Cortés-Vicente Elena, Rojas-Garcia Ricard, Díaz-Manera Jordi, Querol Luis, Casasnovas Carlos, Guerrero-Sola Antonio, Muñoz-Blanco José Luis, Bárcena-Llona José Eulalio, Márquez-Infante Celedonio, Pardo Julio, Martínez-Fernández Eva María, Usón Mercedes, Oliva-Nacarino Pedro, Sevilla Teresa, Illa Isabel
Neuromuscular Diseases Unit Department of Neurology Hospital de la Santa Creu i Sant Pau Universitat Autònoma de Barcelona Barcelona Spain.
Centre for Biomedical Network Research on Rare Diseases (CIBERER) Madrid Spain.
Ann Clin Transl Neurol. 2018 Apr 14;5(6):710-716. doi: 10.1002/acn3.564. eCollection 2018 Jun.
To evaluate whether the clinical benefit and relapse rates in anti-muscle-specific kinase (MuSK) myasthenia gravis (MG) differ depending on the protocol of rituximab followed.
This retrospective multicentre study in patients with MuSK MG compared three rituximab protocols in terms of clinical status, relapse, changes in treatment, and adverse side effects. The primary effectiveness endpoint was clinical relapse requiring a further infusion of rituximab. Survival curves were estimated using Kaplan-Meier methods and survival analyses were undertaken using Cox proportional-hazards models.
Twenty-five patients were included: 11 treated with protocol 4 + 2 (375 mg/m/4 weeks, then monthly for 2 months), five treated with protocol 1 + 1 (two 1 g doses 2 weeks apart), and nine treated with protocol 4 (375 mg/m/4 weeks). Mean follow-up was 5.0 years (SD 3.3). Relapse occurred in 18.2%, 80%, and 33.3%, and mean time to relapse was 3.5 (SD 1.5), 1.1 (SD 0.4), and 2.5 (SD 1.4) years, respectively.

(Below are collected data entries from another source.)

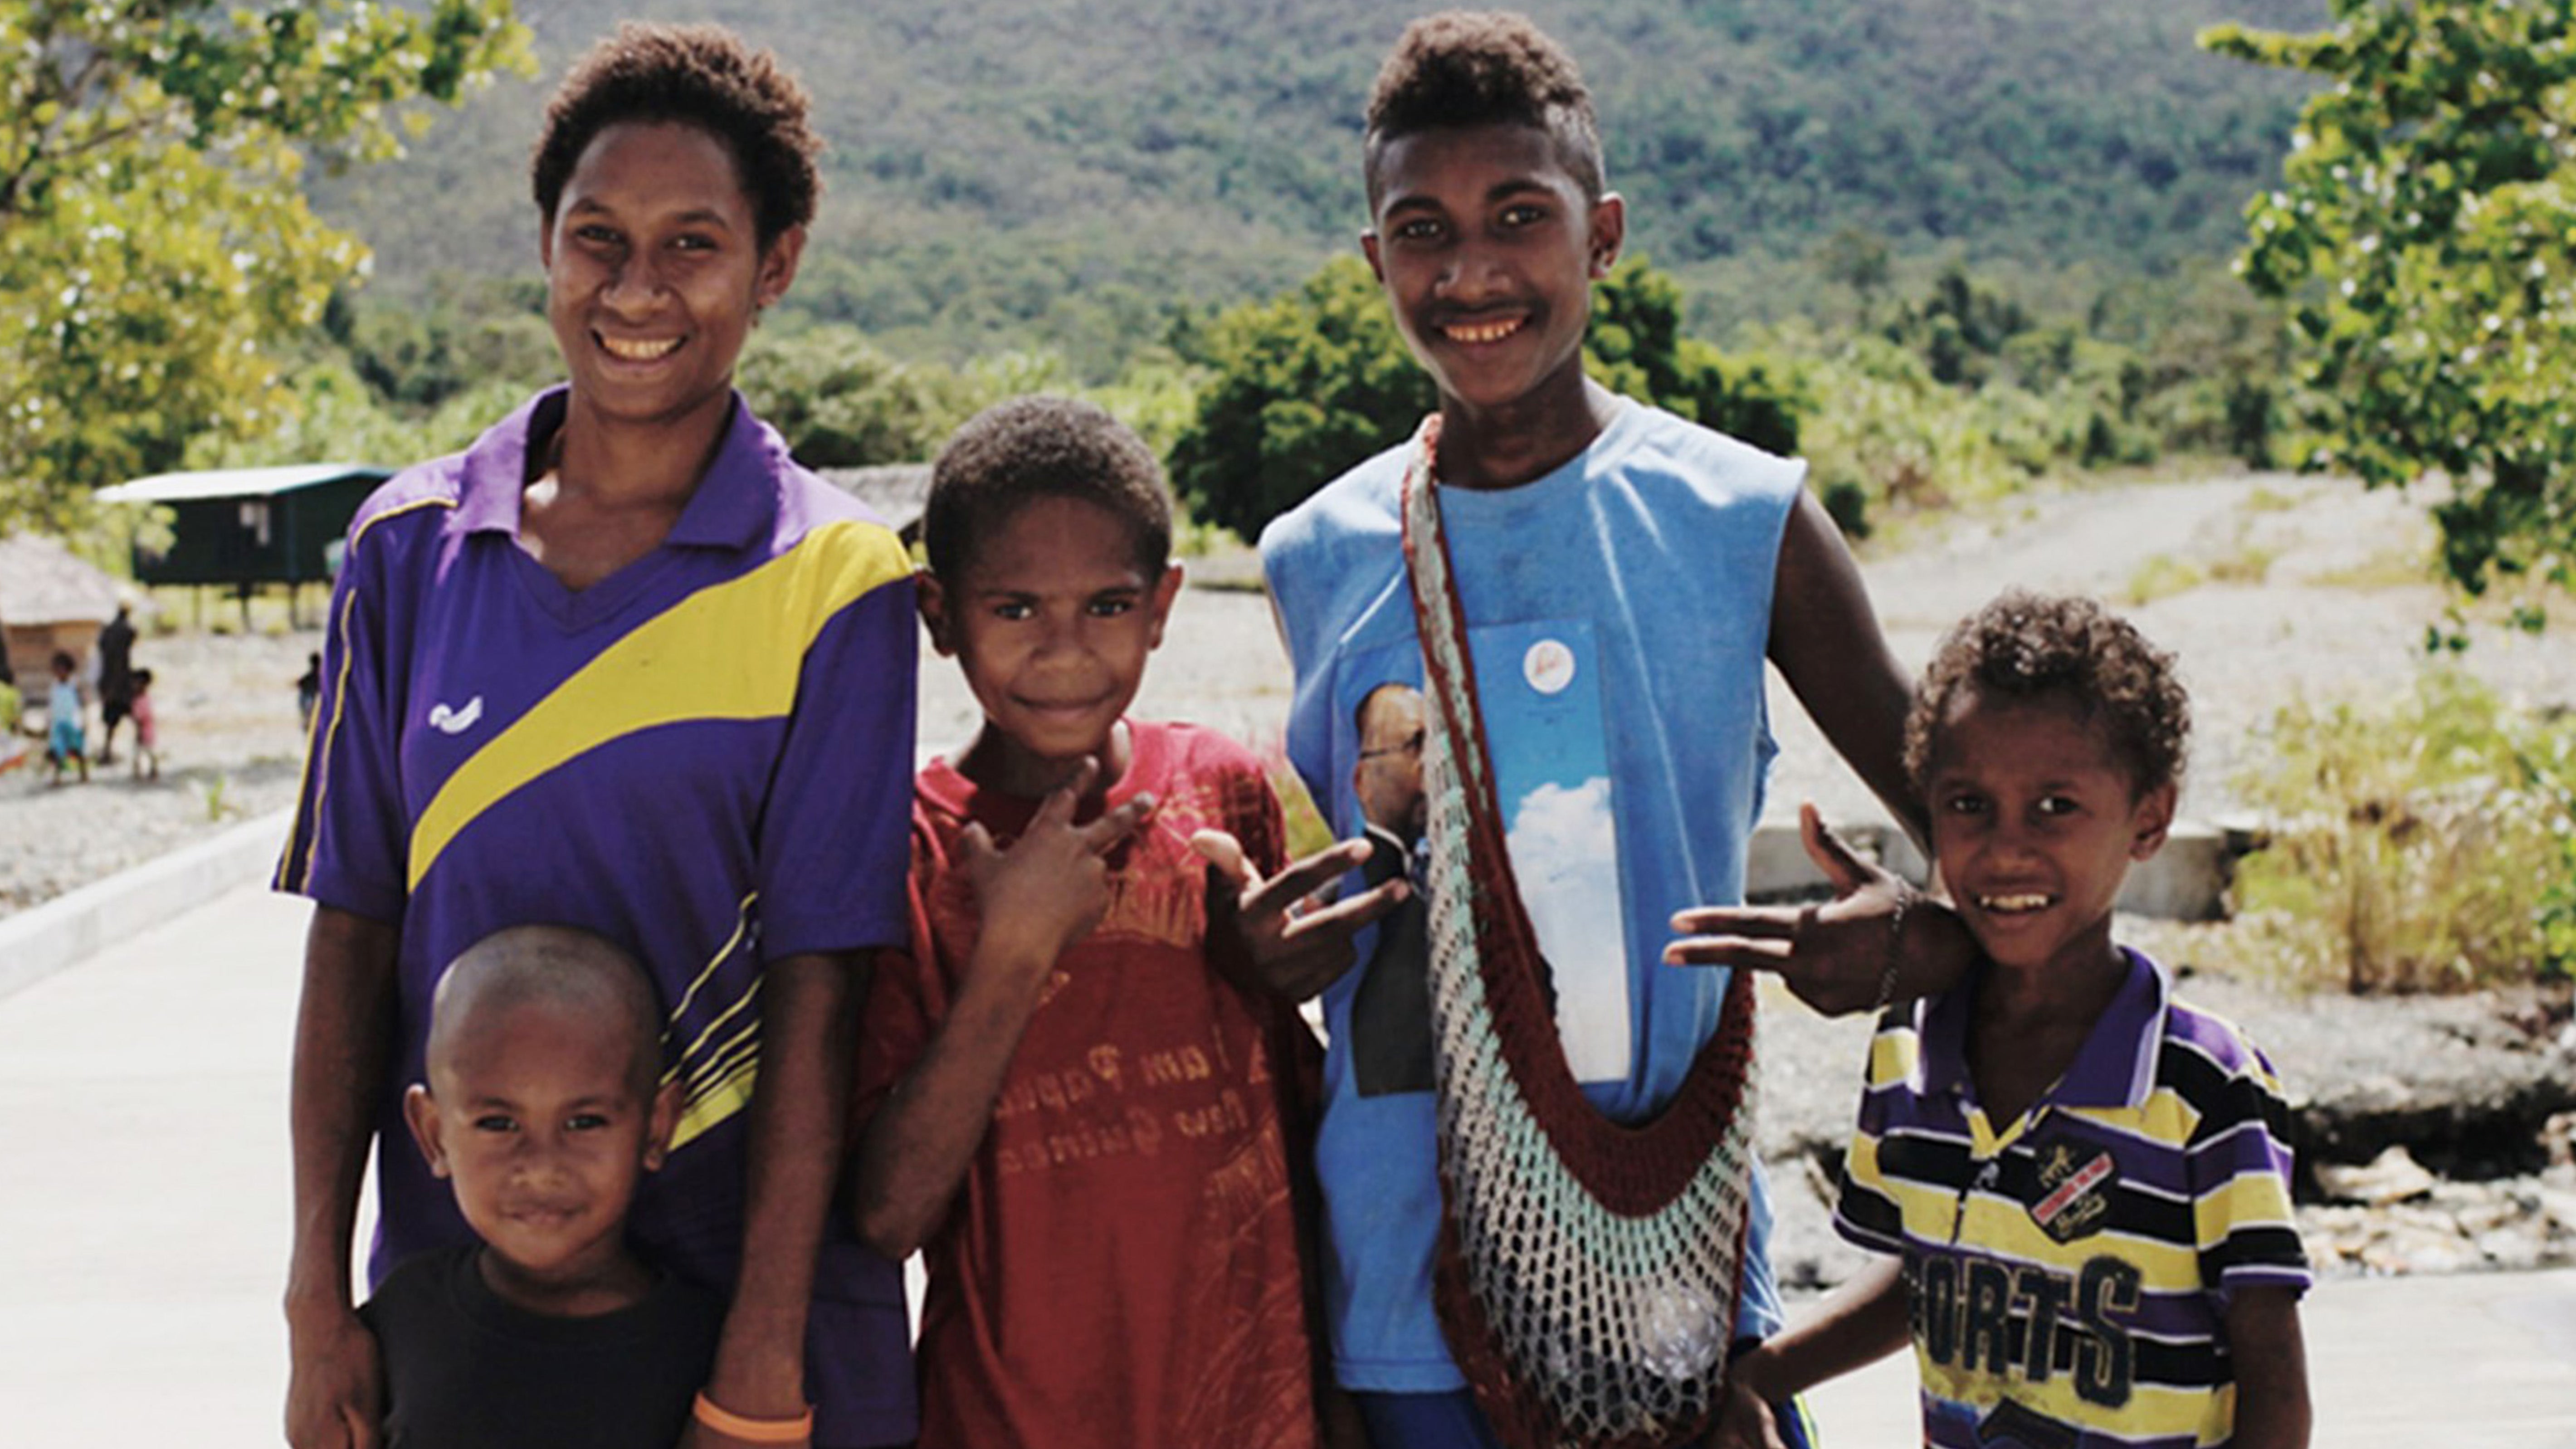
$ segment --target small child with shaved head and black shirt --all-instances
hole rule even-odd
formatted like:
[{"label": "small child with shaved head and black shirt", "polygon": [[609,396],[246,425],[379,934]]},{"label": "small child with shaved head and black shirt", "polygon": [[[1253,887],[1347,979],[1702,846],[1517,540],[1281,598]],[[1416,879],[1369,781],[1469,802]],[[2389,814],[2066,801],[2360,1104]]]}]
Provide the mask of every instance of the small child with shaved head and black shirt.
[{"label": "small child with shaved head and black shirt", "polygon": [[569,926],[513,926],[438,980],[404,1119],[479,1243],[404,1261],[361,1318],[392,1449],[667,1449],[724,1302],[626,1243],[680,1088],[644,969]]}]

Based on Kaplan-Meier estimates, patients treated with protocol 4 + 2 had fewer and later relapses than patients treated with the other two protocols (log-rank test = 0.0001). Patients treated with protocol 1 + 1 had a higher risk of relapse than patients treated with protocol 4 + 2 (HR 112.8, 95% CI, 5.7-2250.4, = 0.002). Patients treated with protocol 4 showed a trend to a higher risk of relapse than those treated with protocol 4 + 2 (HR 9.2, 95% CI 0.9-91.8, = 0.059).

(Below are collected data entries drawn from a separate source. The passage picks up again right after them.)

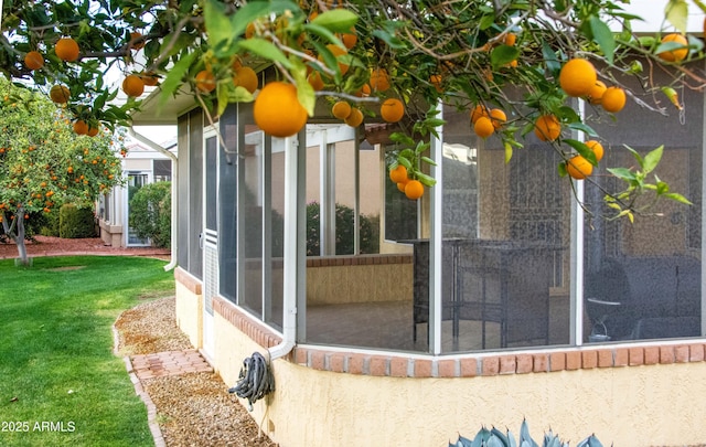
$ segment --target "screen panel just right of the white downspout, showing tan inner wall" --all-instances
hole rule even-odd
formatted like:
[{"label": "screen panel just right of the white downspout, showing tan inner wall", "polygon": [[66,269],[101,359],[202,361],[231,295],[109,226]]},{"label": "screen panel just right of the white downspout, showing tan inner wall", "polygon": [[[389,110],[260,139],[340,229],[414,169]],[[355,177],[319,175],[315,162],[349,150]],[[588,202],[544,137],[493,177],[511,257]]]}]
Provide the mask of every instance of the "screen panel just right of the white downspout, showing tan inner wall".
[{"label": "screen panel just right of the white downspout, showing tan inner wall", "polygon": [[[301,182],[309,217],[307,305],[299,334],[307,343],[426,351],[413,333],[411,247],[397,244],[384,251],[379,243],[383,185],[389,182],[383,156],[378,145],[361,150],[356,141],[347,126],[308,125],[307,179]],[[406,217],[413,220],[416,237],[416,213]]]}]

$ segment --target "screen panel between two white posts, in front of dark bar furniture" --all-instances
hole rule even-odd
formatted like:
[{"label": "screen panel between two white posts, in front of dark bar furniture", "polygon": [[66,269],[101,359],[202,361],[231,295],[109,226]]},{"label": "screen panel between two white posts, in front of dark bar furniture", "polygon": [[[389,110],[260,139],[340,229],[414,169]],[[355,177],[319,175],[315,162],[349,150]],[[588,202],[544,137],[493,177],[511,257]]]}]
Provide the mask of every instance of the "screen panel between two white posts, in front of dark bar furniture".
[{"label": "screen panel between two white posts, in front of dark bar furniture", "polygon": [[507,164],[498,139],[472,136],[467,113],[447,108],[445,119],[441,350],[568,343],[570,298],[556,273],[568,268],[570,189],[559,156],[528,140]]}]

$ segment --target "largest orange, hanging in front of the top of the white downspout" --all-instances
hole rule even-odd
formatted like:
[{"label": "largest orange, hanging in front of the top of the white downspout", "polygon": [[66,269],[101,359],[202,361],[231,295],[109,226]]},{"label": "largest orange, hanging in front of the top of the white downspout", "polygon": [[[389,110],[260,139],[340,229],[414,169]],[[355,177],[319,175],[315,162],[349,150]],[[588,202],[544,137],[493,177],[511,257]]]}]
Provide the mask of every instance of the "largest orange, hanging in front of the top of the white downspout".
[{"label": "largest orange, hanging in front of the top of the white downspout", "polygon": [[255,124],[274,137],[291,137],[307,124],[307,110],[297,98],[297,87],[275,81],[266,84],[253,106]]}]

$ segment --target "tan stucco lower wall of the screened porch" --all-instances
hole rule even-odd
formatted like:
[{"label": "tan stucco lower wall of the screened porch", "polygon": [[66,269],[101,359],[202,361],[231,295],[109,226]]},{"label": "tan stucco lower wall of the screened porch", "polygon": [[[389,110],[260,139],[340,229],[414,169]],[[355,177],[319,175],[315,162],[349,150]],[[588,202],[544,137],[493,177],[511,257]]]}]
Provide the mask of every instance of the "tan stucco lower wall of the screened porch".
[{"label": "tan stucco lower wall of the screened porch", "polygon": [[[176,318],[192,341],[200,340],[201,297],[197,280],[176,274]],[[227,311],[235,306],[221,300]],[[220,311],[214,316],[215,345],[213,366],[224,381],[224,389],[238,379],[243,360],[253,352],[266,352],[258,337],[256,319],[240,312],[247,330],[236,328],[233,320]],[[226,312],[227,313],[227,312]],[[252,321],[250,321],[252,320]],[[247,332],[247,333],[246,333]],[[668,343],[668,342],[664,342]],[[532,355],[501,353],[495,355],[500,371],[488,373],[481,354],[475,354],[478,374],[463,377],[405,377],[311,368],[298,355],[274,361],[276,392],[254,405],[253,418],[272,440],[287,447],[297,446],[446,446],[458,435],[472,437],[482,425],[507,427],[515,435],[526,418],[532,435],[542,439],[549,428],[576,445],[590,434],[603,445],[614,446],[684,446],[703,443],[703,421],[706,419],[706,362],[704,344],[693,343],[692,355],[665,362],[667,353],[689,352],[689,345],[634,344],[613,349],[617,352],[640,352],[640,365],[632,360],[624,365],[600,368],[584,361],[571,365],[568,359],[586,353],[603,359],[610,352],[565,348],[546,350],[547,358],[560,353],[567,359],[560,371],[503,373],[504,360]],[[315,348],[311,348],[315,352]],[[700,350],[700,351],[699,351]],[[543,351],[533,351],[535,355]],[[650,353],[657,353],[655,364],[648,364]],[[578,353],[578,354],[577,354]],[[696,354],[695,354],[696,353]],[[700,353],[700,355],[698,355]],[[367,352],[353,355],[382,356]],[[532,354],[532,353],[530,353]],[[565,355],[566,354],[566,355]],[[577,355],[573,355],[577,354]],[[313,355],[313,354],[309,354]],[[395,355],[399,356],[399,353]],[[489,354],[492,356],[493,354]],[[565,355],[565,356],[564,356]],[[462,361],[463,356],[456,356]],[[416,355],[410,361],[430,360],[440,374],[443,362],[451,358]],[[499,360],[498,360],[499,359]],[[610,360],[610,359],[609,359]],[[432,374],[434,375],[434,374]],[[244,402],[244,404],[246,404]]]}]

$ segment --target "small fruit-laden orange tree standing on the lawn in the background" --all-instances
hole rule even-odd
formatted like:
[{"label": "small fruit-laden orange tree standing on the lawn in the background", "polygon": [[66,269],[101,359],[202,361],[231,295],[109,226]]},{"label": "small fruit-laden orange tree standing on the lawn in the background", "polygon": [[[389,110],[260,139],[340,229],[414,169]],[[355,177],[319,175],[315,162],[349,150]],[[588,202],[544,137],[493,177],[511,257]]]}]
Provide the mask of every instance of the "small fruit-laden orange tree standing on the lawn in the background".
[{"label": "small fruit-laden orange tree standing on the lawn in the background", "polygon": [[26,221],[63,203],[90,206],[120,181],[116,142],[103,130],[76,136],[44,95],[0,82],[0,221],[26,264]]}]

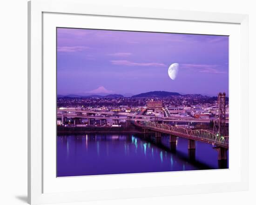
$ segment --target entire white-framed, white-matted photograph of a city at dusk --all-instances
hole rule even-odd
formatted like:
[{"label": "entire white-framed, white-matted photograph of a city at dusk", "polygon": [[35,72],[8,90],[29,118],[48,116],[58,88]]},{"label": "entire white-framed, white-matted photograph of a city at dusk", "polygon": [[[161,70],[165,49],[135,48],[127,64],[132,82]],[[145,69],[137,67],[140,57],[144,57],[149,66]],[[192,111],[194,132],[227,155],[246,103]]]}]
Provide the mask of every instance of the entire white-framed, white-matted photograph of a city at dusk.
[{"label": "entire white-framed, white-matted photograph of a city at dusk", "polygon": [[30,204],[248,188],[248,16],[32,0]]}]

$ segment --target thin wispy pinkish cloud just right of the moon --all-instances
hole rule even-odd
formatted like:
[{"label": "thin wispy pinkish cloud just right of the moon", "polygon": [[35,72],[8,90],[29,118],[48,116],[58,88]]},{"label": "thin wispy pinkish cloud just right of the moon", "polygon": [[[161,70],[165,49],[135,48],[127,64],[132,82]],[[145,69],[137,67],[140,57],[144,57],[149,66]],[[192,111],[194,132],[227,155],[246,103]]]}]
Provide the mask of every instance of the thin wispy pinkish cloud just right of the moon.
[{"label": "thin wispy pinkish cloud just right of the moon", "polygon": [[221,74],[225,71],[218,70],[217,64],[181,64],[181,68],[192,69],[201,73]]}]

This study provides class IV evidence that the 4 + 2 rituximab protocol has a lower clinical relapse rate and produces a more durable response than the 1 + 1 and 4 protocols in patients with MuSK MG.
评估抗肌肉特异性激酶(MuSK)型重症肌无力(MG)患者的临床获益和复发率是否因所采用的利妥昔单抗治疗方案而异。
这项针对MuSK MG患者的回顾性多中心研究,比较了三种利妥昔单抗治疗方案在临床状态、复发情况、治疗变化及不良反应方面的差异。主要有效性终点为需要再次输注利妥昔单抗的临床复发。采用Kaplan-Meier方法估计生存曲线,并使用Cox比例风险模型进行生存分析。
共纳入25例患者:11例采用4 + 2方案治疗(375 mg/m²/4周,然后每月1次,共2个月),5例采用1 + 1方案治疗(2周内分两次给予1 g剂量),9例采用4方案治疗(375 mg/m²/4周)。平均随访时间为5.0年(标准差3.3年)。复发率分别为18.2%、80%和33.3%,复发的平均时间分别为3.5年(标准差1.5年)、1.1年(标准差0.4年)和2.5年(标准差1.4年)。根据Kaplan-Meier估计,采用4 + 2方案治疗的患者复发次数更少且复发时间更晚,与采用其他两种方案治疗的患者相比差异有统计学意义(对数秩检验P = 0.0001)。采用1 + 1方案治疗的患者比采用4 + 2方案治疗的患者复发风险更高(风险比112.8,95%置信区间5.7 - 2250.4,P = 0.002)。采用4方案治疗的患者比采用4 + 2方案治疗的患者复发风险有升高趋势(风险比9.2,95%置信区间0.9 - 91.8,P = 0.059)。
本研究提供了IV级证据,表明在MuSK MG患者中,与1 + 1方案和4方案相比,4 + 2利妥昔单抗方案具有更低的临床复发率且疗效更持久。